If you want a fuller statement of the argument from someone who clearly finds it more convincing than I do, why not read this letter by Simon Killwick written to the Church Times, if you aren’t a Church Times  subscriber, you can find it reproduced here.

Traditional anglo-catholics clearly regard this as a knock-out argument. It is so deep within the corporate psychology of such groups that, to argue against ‘sacramental assurance’ is to argue against the whole corporate spirituality of anglo-catholicism. Not being one to shy away from controversy, here is my attempt:

My basic concern is with the language of ‘sureness’ in connection with sacraments. There is a strange tendency within traditional anglo-catholicism to exaggerate sacramental causality to the exclusion of any real involvement of faith. The language of ‘sacramental assurance’ depends on this understanding: It is not good enough that God’s grace is given to us through sacraments, we have to be absolutely sure that we are receiving God’s grace through the sacraments or else some dire fate might await us. This sureness comes through the performance of a certain ritual by a certain class of people who are connected in an unbroken chain to the apostles and ultimately to Jesus.

My difficultly with this is that faith as the means of receiving God’s grace is utterly diminished. Ultimately, sacraments aren’t the stuff of sureness. They are the stuff of faith. If you want to be sure, beyond any shadow of doubt that you are receiving Jesus, for goodness sake, don’t come to the eucharist! How can anyone be sure that they receive the gracious presence of Jesus in the eucharist? We can’t. The eucharist doesn’t appear to us as a supernatural thing. To our senses, bread and wine remains bread and wine, however much bling you dress it up in. For this reason, Thomas Aquinas, whose ‘catholic’ credentials cannot be doubted, wrote these words:
“Praestet fides supplementum / Sensuum defectui” 
“Let faith provide a supplement / for the failure of the senses”
If anyone suspects that poetic expression is obscuring clarity in this instance, Aquinas’ discussion on the receiving of the sacrament in the Summa Theologiae (III.80) is even more enlightening.
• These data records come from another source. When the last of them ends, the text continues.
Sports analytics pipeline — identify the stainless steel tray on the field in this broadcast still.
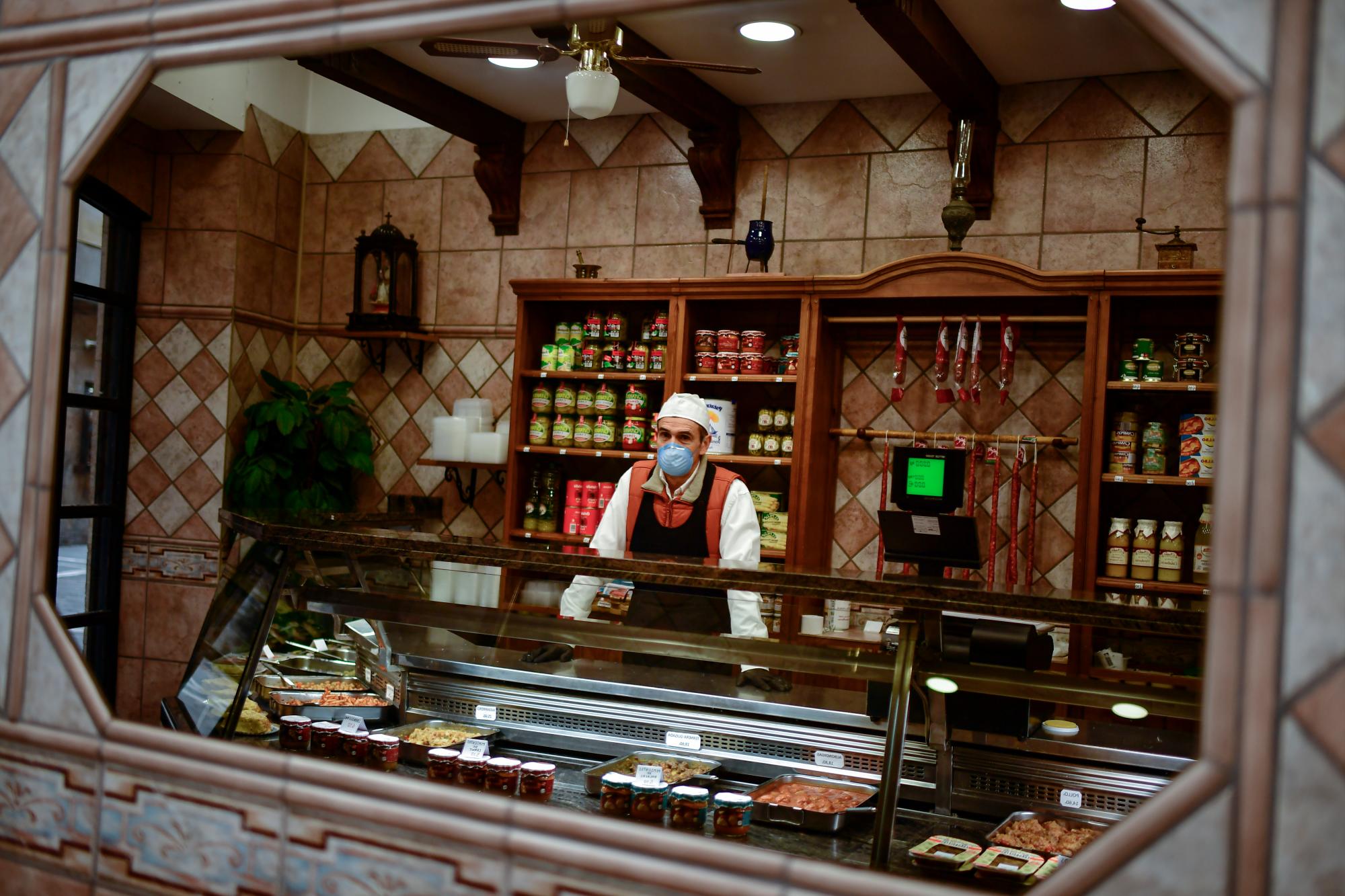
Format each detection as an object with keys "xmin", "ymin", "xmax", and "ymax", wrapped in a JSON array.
[
  {"xmin": 584, "ymin": 749, "xmax": 720, "ymax": 797},
  {"xmin": 381, "ymin": 719, "xmax": 500, "ymax": 766},
  {"xmin": 266, "ymin": 690, "xmax": 397, "ymax": 728},
  {"xmin": 252, "ymin": 676, "xmax": 369, "ymax": 700},
  {"xmin": 986, "ymin": 811, "xmax": 1110, "ymax": 858},
  {"xmin": 748, "ymin": 775, "xmax": 878, "ymax": 834}
]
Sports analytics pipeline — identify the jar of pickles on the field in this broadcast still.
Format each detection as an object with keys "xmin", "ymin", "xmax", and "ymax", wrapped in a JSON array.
[
  {"xmin": 425, "ymin": 747, "xmax": 461, "ymax": 784},
  {"xmin": 597, "ymin": 772, "xmax": 635, "ymax": 815},
  {"xmin": 518, "ymin": 763, "xmax": 555, "ymax": 803},
  {"xmin": 714, "ymin": 791, "xmax": 752, "ymax": 837},
  {"xmin": 668, "ymin": 786, "xmax": 710, "ymax": 827},
  {"xmin": 364, "ymin": 735, "xmax": 402, "ymax": 771},
  {"xmin": 631, "ymin": 780, "xmax": 668, "ymax": 822},
  {"xmin": 486, "ymin": 756, "xmax": 523, "ymax": 797}
]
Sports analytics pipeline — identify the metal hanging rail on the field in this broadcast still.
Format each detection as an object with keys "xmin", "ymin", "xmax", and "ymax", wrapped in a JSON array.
[
  {"xmin": 826, "ymin": 315, "xmax": 1088, "ymax": 324},
  {"xmin": 827, "ymin": 426, "xmax": 1079, "ymax": 448}
]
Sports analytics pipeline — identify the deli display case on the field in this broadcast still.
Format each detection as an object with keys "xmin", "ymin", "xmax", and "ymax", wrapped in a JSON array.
[{"xmin": 161, "ymin": 512, "xmax": 1204, "ymax": 885}]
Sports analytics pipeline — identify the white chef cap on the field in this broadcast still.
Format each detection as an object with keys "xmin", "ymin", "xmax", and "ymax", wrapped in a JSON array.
[{"xmin": 654, "ymin": 391, "xmax": 710, "ymax": 433}]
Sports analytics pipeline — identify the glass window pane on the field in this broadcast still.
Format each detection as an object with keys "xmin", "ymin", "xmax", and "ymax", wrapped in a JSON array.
[
  {"xmin": 61, "ymin": 407, "xmax": 104, "ymax": 507},
  {"xmin": 56, "ymin": 520, "xmax": 98, "ymax": 616},
  {"xmin": 66, "ymin": 298, "xmax": 110, "ymax": 395},
  {"xmin": 75, "ymin": 200, "xmax": 108, "ymax": 286}
]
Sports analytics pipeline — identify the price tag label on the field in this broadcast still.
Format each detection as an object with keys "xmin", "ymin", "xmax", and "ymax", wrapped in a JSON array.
[
  {"xmin": 812, "ymin": 749, "xmax": 845, "ymax": 768},
  {"xmin": 635, "ymin": 766, "xmax": 663, "ymax": 784}
]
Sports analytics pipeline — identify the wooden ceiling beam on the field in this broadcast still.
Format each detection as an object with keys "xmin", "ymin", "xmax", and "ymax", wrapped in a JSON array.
[
  {"xmin": 533, "ymin": 24, "xmax": 738, "ymax": 230},
  {"xmin": 850, "ymin": 0, "xmax": 999, "ymax": 219},
  {"xmin": 296, "ymin": 50, "xmax": 523, "ymax": 237}
]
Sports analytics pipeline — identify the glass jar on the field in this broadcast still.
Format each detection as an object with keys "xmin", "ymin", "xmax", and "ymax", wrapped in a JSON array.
[
  {"xmin": 1104, "ymin": 517, "xmax": 1130, "ymax": 579},
  {"xmin": 530, "ymin": 382, "xmax": 555, "ymax": 414},
  {"xmin": 309, "ymin": 721, "xmax": 340, "ymax": 756},
  {"xmin": 425, "ymin": 747, "xmax": 461, "ymax": 784},
  {"xmin": 597, "ymin": 772, "xmax": 635, "ymax": 815},
  {"xmin": 364, "ymin": 735, "xmax": 402, "ymax": 771},
  {"xmin": 518, "ymin": 763, "xmax": 555, "ymax": 803},
  {"xmin": 551, "ymin": 380, "xmax": 574, "ymax": 414},
  {"xmin": 714, "ymin": 791, "xmax": 752, "ymax": 837},
  {"xmin": 1158, "ymin": 520, "xmax": 1186, "ymax": 581},
  {"xmin": 621, "ymin": 417, "xmax": 650, "ymax": 451},
  {"xmin": 457, "ymin": 756, "xmax": 487, "ymax": 790},
  {"xmin": 280, "ymin": 716, "xmax": 313, "ymax": 751},
  {"xmin": 631, "ymin": 780, "xmax": 668, "ymax": 822},
  {"xmin": 340, "ymin": 731, "xmax": 369, "ymax": 763},
  {"xmin": 551, "ymin": 415, "xmax": 574, "ymax": 448},
  {"xmin": 486, "ymin": 756, "xmax": 523, "ymax": 797},
  {"xmin": 1130, "ymin": 520, "xmax": 1158, "ymax": 581},
  {"xmin": 668, "ymin": 786, "xmax": 710, "ymax": 829},
  {"xmin": 593, "ymin": 382, "xmax": 620, "ymax": 415}
]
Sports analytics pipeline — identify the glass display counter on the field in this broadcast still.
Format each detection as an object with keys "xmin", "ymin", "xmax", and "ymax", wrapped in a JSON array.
[{"xmin": 163, "ymin": 512, "xmax": 1204, "ymax": 881}]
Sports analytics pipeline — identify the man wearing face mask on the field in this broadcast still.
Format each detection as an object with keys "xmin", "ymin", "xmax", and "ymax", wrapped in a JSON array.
[{"xmin": 523, "ymin": 393, "xmax": 790, "ymax": 690}]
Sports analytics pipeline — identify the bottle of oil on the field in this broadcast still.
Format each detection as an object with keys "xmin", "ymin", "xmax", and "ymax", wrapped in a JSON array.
[{"xmin": 1190, "ymin": 505, "xmax": 1215, "ymax": 585}]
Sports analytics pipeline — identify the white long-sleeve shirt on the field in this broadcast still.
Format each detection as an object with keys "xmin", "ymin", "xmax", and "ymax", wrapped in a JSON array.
[{"xmin": 561, "ymin": 459, "xmax": 767, "ymax": 669}]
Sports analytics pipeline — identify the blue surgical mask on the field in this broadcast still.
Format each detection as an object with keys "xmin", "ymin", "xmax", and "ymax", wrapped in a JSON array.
[{"xmin": 659, "ymin": 441, "xmax": 695, "ymax": 477}]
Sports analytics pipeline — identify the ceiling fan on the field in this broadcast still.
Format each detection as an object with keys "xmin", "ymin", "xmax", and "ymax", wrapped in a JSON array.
[{"xmin": 421, "ymin": 19, "xmax": 761, "ymax": 118}]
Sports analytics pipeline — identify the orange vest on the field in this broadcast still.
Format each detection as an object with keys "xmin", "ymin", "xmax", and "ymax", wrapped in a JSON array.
[{"xmin": 625, "ymin": 458, "xmax": 742, "ymax": 560}]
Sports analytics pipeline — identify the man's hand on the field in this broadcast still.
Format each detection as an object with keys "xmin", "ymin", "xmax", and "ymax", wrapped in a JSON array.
[
  {"xmin": 742, "ymin": 667, "xmax": 794, "ymax": 692},
  {"xmin": 523, "ymin": 645, "xmax": 574, "ymax": 663}
]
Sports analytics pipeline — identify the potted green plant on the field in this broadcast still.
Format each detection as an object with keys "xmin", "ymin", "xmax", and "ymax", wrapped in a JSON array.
[{"xmin": 225, "ymin": 371, "xmax": 374, "ymax": 512}]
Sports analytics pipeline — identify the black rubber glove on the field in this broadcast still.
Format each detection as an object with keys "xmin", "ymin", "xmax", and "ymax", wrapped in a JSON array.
[
  {"xmin": 523, "ymin": 645, "xmax": 574, "ymax": 663},
  {"xmin": 742, "ymin": 657, "xmax": 794, "ymax": 692}
]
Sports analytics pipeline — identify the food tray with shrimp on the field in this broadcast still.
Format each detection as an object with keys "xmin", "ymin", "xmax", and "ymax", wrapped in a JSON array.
[{"xmin": 748, "ymin": 775, "xmax": 878, "ymax": 834}]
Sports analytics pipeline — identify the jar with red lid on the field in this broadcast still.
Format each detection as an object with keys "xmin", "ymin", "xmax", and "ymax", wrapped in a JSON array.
[
  {"xmin": 309, "ymin": 721, "xmax": 340, "ymax": 756},
  {"xmin": 457, "ymin": 756, "xmax": 487, "ymax": 790},
  {"xmin": 280, "ymin": 716, "xmax": 313, "ymax": 751},
  {"xmin": 425, "ymin": 747, "xmax": 463, "ymax": 784},
  {"xmin": 518, "ymin": 763, "xmax": 555, "ymax": 803},
  {"xmin": 486, "ymin": 756, "xmax": 523, "ymax": 797},
  {"xmin": 364, "ymin": 735, "xmax": 402, "ymax": 771},
  {"xmin": 738, "ymin": 351, "xmax": 765, "ymax": 374},
  {"xmin": 340, "ymin": 731, "xmax": 369, "ymax": 763}
]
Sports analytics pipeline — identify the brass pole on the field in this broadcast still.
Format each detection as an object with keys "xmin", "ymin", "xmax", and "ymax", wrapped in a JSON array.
[{"xmin": 869, "ymin": 619, "xmax": 916, "ymax": 870}]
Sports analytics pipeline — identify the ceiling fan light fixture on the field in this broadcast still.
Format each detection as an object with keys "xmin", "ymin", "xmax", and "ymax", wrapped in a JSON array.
[
  {"xmin": 487, "ymin": 56, "xmax": 537, "ymax": 69},
  {"xmin": 565, "ymin": 69, "xmax": 621, "ymax": 118},
  {"xmin": 738, "ymin": 22, "xmax": 799, "ymax": 43}
]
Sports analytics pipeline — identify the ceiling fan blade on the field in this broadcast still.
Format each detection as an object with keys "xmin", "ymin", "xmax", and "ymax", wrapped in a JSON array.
[
  {"xmin": 612, "ymin": 56, "xmax": 761, "ymax": 74},
  {"xmin": 421, "ymin": 38, "xmax": 561, "ymax": 62}
]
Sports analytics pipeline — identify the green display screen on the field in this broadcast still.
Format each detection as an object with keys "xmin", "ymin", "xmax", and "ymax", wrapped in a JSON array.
[{"xmin": 907, "ymin": 458, "xmax": 944, "ymax": 498}]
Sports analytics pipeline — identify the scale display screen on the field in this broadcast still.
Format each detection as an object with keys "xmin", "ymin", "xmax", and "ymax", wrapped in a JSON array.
[{"xmin": 907, "ymin": 458, "xmax": 946, "ymax": 498}]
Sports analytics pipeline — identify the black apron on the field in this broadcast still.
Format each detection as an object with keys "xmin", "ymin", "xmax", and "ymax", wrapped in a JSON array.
[{"xmin": 623, "ymin": 463, "xmax": 733, "ymax": 676}]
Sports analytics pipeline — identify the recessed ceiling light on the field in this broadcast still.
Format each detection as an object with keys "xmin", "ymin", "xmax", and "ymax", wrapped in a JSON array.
[
  {"xmin": 1111, "ymin": 704, "xmax": 1149, "ymax": 719},
  {"xmin": 738, "ymin": 22, "xmax": 799, "ymax": 42}
]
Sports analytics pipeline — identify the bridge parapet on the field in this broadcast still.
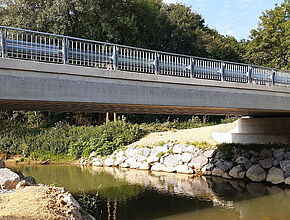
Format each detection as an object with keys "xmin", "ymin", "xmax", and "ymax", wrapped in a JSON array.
[{"xmin": 0, "ymin": 26, "xmax": 290, "ymax": 86}]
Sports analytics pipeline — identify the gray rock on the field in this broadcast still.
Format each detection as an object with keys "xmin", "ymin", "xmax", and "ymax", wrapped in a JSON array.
[
  {"xmin": 266, "ymin": 167, "xmax": 285, "ymax": 184},
  {"xmin": 246, "ymin": 164, "xmax": 267, "ymax": 182},
  {"xmin": 284, "ymin": 152, "xmax": 290, "ymax": 160},
  {"xmin": 141, "ymin": 147, "xmax": 151, "ymax": 157},
  {"xmin": 92, "ymin": 158, "xmax": 104, "ymax": 167},
  {"xmin": 176, "ymin": 165, "xmax": 193, "ymax": 174},
  {"xmin": 147, "ymin": 155, "xmax": 160, "ymax": 164},
  {"xmin": 229, "ymin": 165, "xmax": 245, "ymax": 179},
  {"xmin": 181, "ymin": 153, "xmax": 192, "ymax": 163},
  {"xmin": 190, "ymin": 155, "xmax": 208, "ymax": 170},
  {"xmin": 15, "ymin": 180, "xmax": 34, "ymax": 189},
  {"xmin": 215, "ymin": 160, "xmax": 229, "ymax": 172},
  {"xmin": 114, "ymin": 156, "xmax": 127, "ymax": 166},
  {"xmin": 284, "ymin": 171, "xmax": 290, "ymax": 178},
  {"xmin": 280, "ymin": 160, "xmax": 290, "ymax": 172},
  {"xmin": 0, "ymin": 168, "xmax": 20, "ymax": 190},
  {"xmin": 22, "ymin": 176, "xmax": 36, "ymax": 185},
  {"xmin": 235, "ymin": 157, "xmax": 249, "ymax": 164},
  {"xmin": 244, "ymin": 160, "xmax": 253, "ymax": 170},
  {"xmin": 130, "ymin": 161, "xmax": 142, "ymax": 169},
  {"xmin": 251, "ymin": 157, "xmax": 260, "ymax": 164},
  {"xmin": 104, "ymin": 158, "xmax": 114, "ymax": 167},
  {"xmin": 0, "ymin": 160, "xmax": 6, "ymax": 169},
  {"xmin": 151, "ymin": 163, "xmax": 166, "ymax": 171},
  {"xmin": 89, "ymin": 151, "xmax": 97, "ymax": 158},
  {"xmin": 259, "ymin": 158, "xmax": 274, "ymax": 169},
  {"xmin": 62, "ymin": 193, "xmax": 81, "ymax": 209},
  {"xmin": 260, "ymin": 148, "xmax": 272, "ymax": 158},
  {"xmin": 139, "ymin": 162, "xmax": 150, "ymax": 170},
  {"xmin": 163, "ymin": 155, "xmax": 178, "ymax": 167},
  {"xmin": 225, "ymin": 161, "xmax": 234, "ymax": 169},
  {"xmin": 284, "ymin": 177, "xmax": 290, "ymax": 185},
  {"xmin": 203, "ymin": 150, "xmax": 215, "ymax": 158},
  {"xmin": 211, "ymin": 167, "xmax": 226, "ymax": 177},
  {"xmin": 273, "ymin": 148, "xmax": 284, "ymax": 158},
  {"xmin": 172, "ymin": 144, "xmax": 187, "ymax": 154},
  {"xmin": 164, "ymin": 167, "xmax": 176, "ymax": 173},
  {"xmin": 272, "ymin": 159, "xmax": 280, "ymax": 167}
]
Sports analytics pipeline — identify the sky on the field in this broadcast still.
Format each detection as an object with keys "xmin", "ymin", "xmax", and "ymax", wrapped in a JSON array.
[{"xmin": 163, "ymin": 0, "xmax": 283, "ymax": 40}]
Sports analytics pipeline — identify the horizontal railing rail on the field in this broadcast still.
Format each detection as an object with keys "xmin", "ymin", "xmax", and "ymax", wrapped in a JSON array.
[{"xmin": 0, "ymin": 26, "xmax": 290, "ymax": 86}]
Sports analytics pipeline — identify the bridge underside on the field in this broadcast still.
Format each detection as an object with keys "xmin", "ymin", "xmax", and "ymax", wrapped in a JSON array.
[
  {"xmin": 0, "ymin": 58, "xmax": 290, "ymax": 117},
  {"xmin": 0, "ymin": 100, "xmax": 290, "ymax": 117}
]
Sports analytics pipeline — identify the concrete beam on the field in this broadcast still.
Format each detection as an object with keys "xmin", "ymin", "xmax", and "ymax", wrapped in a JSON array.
[
  {"xmin": 0, "ymin": 58, "xmax": 290, "ymax": 116},
  {"xmin": 212, "ymin": 117, "xmax": 290, "ymax": 144}
]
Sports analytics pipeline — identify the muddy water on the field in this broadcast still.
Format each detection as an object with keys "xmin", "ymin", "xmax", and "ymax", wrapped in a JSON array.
[{"xmin": 11, "ymin": 165, "xmax": 290, "ymax": 220}]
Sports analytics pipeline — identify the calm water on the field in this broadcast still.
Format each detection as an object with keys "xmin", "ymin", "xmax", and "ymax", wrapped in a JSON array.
[{"xmin": 10, "ymin": 165, "xmax": 290, "ymax": 220}]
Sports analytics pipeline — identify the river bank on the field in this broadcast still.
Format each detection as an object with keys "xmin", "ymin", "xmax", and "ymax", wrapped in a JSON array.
[
  {"xmin": 81, "ymin": 143, "xmax": 290, "ymax": 185},
  {"xmin": 0, "ymin": 160, "xmax": 94, "ymax": 220}
]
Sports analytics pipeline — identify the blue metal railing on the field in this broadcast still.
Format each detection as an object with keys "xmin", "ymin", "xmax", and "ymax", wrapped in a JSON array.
[{"xmin": 0, "ymin": 26, "xmax": 290, "ymax": 86}]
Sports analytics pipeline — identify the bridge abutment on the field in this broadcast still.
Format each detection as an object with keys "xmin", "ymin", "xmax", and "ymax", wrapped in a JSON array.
[{"xmin": 212, "ymin": 117, "xmax": 290, "ymax": 144}]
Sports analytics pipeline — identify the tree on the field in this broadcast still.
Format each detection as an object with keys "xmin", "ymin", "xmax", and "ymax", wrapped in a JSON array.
[{"xmin": 245, "ymin": 0, "xmax": 290, "ymax": 69}]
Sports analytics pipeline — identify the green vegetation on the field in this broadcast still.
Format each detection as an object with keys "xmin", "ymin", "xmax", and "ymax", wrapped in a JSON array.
[{"xmin": 0, "ymin": 121, "xmax": 145, "ymax": 161}]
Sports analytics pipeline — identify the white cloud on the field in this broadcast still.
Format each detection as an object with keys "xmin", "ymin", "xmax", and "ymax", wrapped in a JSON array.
[
  {"xmin": 163, "ymin": 0, "xmax": 177, "ymax": 4},
  {"xmin": 227, "ymin": 30, "xmax": 233, "ymax": 36}
]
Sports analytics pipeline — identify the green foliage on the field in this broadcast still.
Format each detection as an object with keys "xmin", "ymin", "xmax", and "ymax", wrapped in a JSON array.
[
  {"xmin": 0, "ymin": 0, "xmax": 242, "ymax": 61},
  {"xmin": 245, "ymin": 0, "xmax": 290, "ymax": 69},
  {"xmin": 0, "ymin": 121, "xmax": 145, "ymax": 160}
]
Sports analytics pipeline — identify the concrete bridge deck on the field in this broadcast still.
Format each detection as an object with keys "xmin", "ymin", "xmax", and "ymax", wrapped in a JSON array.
[{"xmin": 0, "ymin": 58, "xmax": 290, "ymax": 116}]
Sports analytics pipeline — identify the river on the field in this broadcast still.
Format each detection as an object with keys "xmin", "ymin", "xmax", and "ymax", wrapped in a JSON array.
[{"xmin": 9, "ymin": 165, "xmax": 290, "ymax": 220}]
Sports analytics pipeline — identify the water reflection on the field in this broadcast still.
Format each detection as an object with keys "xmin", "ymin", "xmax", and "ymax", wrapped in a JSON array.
[{"xmin": 7, "ymin": 166, "xmax": 290, "ymax": 220}]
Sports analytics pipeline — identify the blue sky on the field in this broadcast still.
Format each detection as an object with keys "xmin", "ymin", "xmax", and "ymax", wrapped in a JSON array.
[{"xmin": 163, "ymin": 0, "xmax": 283, "ymax": 40}]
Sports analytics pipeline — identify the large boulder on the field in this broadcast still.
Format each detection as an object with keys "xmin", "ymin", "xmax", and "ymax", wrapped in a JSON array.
[
  {"xmin": 273, "ymin": 148, "xmax": 284, "ymax": 158},
  {"xmin": 151, "ymin": 163, "xmax": 166, "ymax": 171},
  {"xmin": 280, "ymin": 160, "xmax": 290, "ymax": 172},
  {"xmin": 163, "ymin": 155, "xmax": 178, "ymax": 167},
  {"xmin": 266, "ymin": 167, "xmax": 285, "ymax": 184},
  {"xmin": 147, "ymin": 155, "xmax": 160, "ymax": 164},
  {"xmin": 181, "ymin": 153, "xmax": 192, "ymax": 163},
  {"xmin": 0, "ymin": 160, "xmax": 6, "ymax": 169},
  {"xmin": 246, "ymin": 164, "xmax": 267, "ymax": 182},
  {"xmin": 229, "ymin": 165, "xmax": 245, "ymax": 179},
  {"xmin": 259, "ymin": 158, "xmax": 274, "ymax": 169},
  {"xmin": 190, "ymin": 155, "xmax": 208, "ymax": 170},
  {"xmin": 104, "ymin": 158, "xmax": 114, "ymax": 167},
  {"xmin": 92, "ymin": 158, "xmax": 104, "ymax": 167},
  {"xmin": 172, "ymin": 144, "xmax": 187, "ymax": 154},
  {"xmin": 0, "ymin": 168, "xmax": 20, "ymax": 190},
  {"xmin": 176, "ymin": 165, "xmax": 193, "ymax": 174}
]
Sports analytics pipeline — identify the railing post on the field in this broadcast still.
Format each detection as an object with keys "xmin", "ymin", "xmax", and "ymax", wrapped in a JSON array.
[
  {"xmin": 189, "ymin": 58, "xmax": 194, "ymax": 78},
  {"xmin": 112, "ymin": 46, "xmax": 119, "ymax": 70},
  {"xmin": 247, "ymin": 66, "xmax": 253, "ymax": 84},
  {"xmin": 220, "ymin": 62, "xmax": 225, "ymax": 81},
  {"xmin": 272, "ymin": 70, "xmax": 276, "ymax": 86},
  {"xmin": 62, "ymin": 38, "xmax": 68, "ymax": 64},
  {"xmin": 1, "ymin": 29, "xmax": 7, "ymax": 58},
  {"xmin": 154, "ymin": 53, "xmax": 159, "ymax": 75}
]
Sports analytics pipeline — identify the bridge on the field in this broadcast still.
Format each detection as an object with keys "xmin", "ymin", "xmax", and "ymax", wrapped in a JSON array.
[{"xmin": 0, "ymin": 26, "xmax": 290, "ymax": 142}]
The first article asks whether there are two ways of eating Christ’s body, ‘sacramentally’ and ‘spiritually’. Aquinas almost certainly has in mind his earlier article (III.73.6.sc) and his use of the established distinction between sacramentum tantum (the sign alone) and res et sacramentum (the reality and the sign). Here, as when Aquinas uses the same distinctions in relation to baptism (III.66.1), the sign and the reality signified exist semi independently. In III.80.1 the ‘sacramental’ eating is clearly the eating of the sacramentum tantum. Aquinas maintains that it is entirely possible to receive the eucharist in a physical way alone (i.e. just consuming the outward sign, the bread and wine). The spiritual eating, or effect of the sacrament, is to be joined with Christ ‘through faith and charity’. To sum up this strange bit of mediaeval theology, Aquinas says that the spiritual effect of the eucharist does not come automatically, merely by eating. Sacramental grace has to be received by faith.

So I think there is some value in stating that sacraments are not the stuff of ‘sureness’ but the stuff of ‘faith’. Anyone who comes to the eucharist in the hope of receiving Christ’s life comes with faith; faith that God is operating through these material things. If someone thinks that God is unable to operate if a woman is presiding at the supper, they lack faith that God can work through a woman. I would say that this is both a very deep lack of faith in God's grace (we only ever receive Christ in the eucharist because God is a God of grace), and betrays a deep seated sexism. Believing in the legitimacy of the ordination of women is not about rights, it is about faith. You cannot avoid being a sexist by adopting a bad theology of the eucharist.